Hi, and thanks for inviting me to talk a little bit about my work! I am so excited about Park Slope, my second collection for FreeSpirit, it’s a collection that just makes me smile! It’s called Park Slope after the neighborhood in Brooklyn where I spent a few weeks housesitting for friends last summer. The collection really started to gel while I was visiting and I can remember getting inspired by being there. I love to travel and sometimes I find I work best outside of my own studio.
For those who don’t know me, although I’m relatively new to the quilting community, I’ve been designing textiles for about 15 years and absolutely love it! After studying textile design, my first job was painting repeats and recolors of patterns. I had to pinch myself, I couldn’t believe that someone was paying me to paint all day!! I knew it was what I was meant to do. I really like flat graphic prints–I’m also a former graphic designer–and other reoccuring themes in my designs, are using linework and dots. I love dots! I love them so much I painted a wall in my house with colored dots! I just think polka dots are inherently fun and instantly make a solid surface happy. I love to use them as patterns within patterns, or create images, like my Leaf Dot in the new collection, that is just designed in the form of a circle, or like the Birds that reads as a small dot from a distance. I use a lot of line work probably because all of my designs start with a sketch on paper and sometimes I like to keep the pencil quality of the line in the final design.
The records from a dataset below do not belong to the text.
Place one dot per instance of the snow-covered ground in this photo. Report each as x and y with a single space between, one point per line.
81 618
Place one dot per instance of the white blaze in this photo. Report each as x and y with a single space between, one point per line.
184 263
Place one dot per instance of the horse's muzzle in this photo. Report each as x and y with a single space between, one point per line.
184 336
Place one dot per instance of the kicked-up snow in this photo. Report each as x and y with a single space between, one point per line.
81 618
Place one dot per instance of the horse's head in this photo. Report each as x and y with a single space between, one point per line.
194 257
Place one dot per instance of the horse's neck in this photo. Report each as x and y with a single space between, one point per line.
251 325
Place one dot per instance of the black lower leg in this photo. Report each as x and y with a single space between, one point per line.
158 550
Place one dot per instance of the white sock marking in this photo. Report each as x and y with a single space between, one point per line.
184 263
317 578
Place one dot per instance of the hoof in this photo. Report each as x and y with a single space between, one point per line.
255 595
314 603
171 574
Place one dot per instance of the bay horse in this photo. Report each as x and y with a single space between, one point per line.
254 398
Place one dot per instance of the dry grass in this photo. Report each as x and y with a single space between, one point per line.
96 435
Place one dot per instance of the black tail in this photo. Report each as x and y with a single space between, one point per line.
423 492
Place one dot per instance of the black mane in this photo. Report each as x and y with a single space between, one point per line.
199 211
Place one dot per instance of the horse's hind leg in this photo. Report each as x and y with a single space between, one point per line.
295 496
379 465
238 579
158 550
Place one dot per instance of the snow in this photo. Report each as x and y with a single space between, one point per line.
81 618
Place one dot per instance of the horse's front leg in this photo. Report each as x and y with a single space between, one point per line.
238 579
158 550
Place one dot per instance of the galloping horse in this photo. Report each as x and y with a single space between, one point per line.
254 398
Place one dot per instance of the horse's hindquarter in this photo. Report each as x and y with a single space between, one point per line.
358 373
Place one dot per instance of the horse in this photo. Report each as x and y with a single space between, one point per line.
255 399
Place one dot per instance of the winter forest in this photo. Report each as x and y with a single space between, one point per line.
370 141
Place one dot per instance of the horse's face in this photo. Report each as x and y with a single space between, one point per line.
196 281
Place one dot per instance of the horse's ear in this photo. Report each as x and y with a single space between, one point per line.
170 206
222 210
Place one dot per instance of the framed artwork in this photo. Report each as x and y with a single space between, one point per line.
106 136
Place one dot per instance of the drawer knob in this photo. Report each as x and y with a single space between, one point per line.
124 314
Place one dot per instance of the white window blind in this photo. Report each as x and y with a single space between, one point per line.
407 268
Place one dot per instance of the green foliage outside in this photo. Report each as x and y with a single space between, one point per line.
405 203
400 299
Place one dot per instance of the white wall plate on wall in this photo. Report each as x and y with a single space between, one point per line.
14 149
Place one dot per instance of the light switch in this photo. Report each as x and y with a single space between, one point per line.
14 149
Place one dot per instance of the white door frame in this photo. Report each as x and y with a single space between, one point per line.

Oh, and did I mention I love color?
People always ask me how my design process works and I think it is such an interesting question to ask other designers because everyone works differently. I always start with a quick sketch on paper, but it is really rough and I usually stop once I can see where I want to go. But I can never fully visualize it until I start working with it in the computer. Then I continue sketching and re-sketching and re-sketching until it probably ends up like something completely unrelated to the original drawing. But that’s the fun part! I’m really just using Photoshop as an extension of my sketchbook as it’s easier to cut and paste and erase with it. I struggle to try and create modern designs that aren’t too serious, because that’s really what I like. I think most of my designs look pretty simple, but I can assure you, it takes me forever before I’m ready to let go of a collection. And now that I have let it go, I’m looking forward to seeing what amazing products people create with it. That’s one of the most fun parts of this job!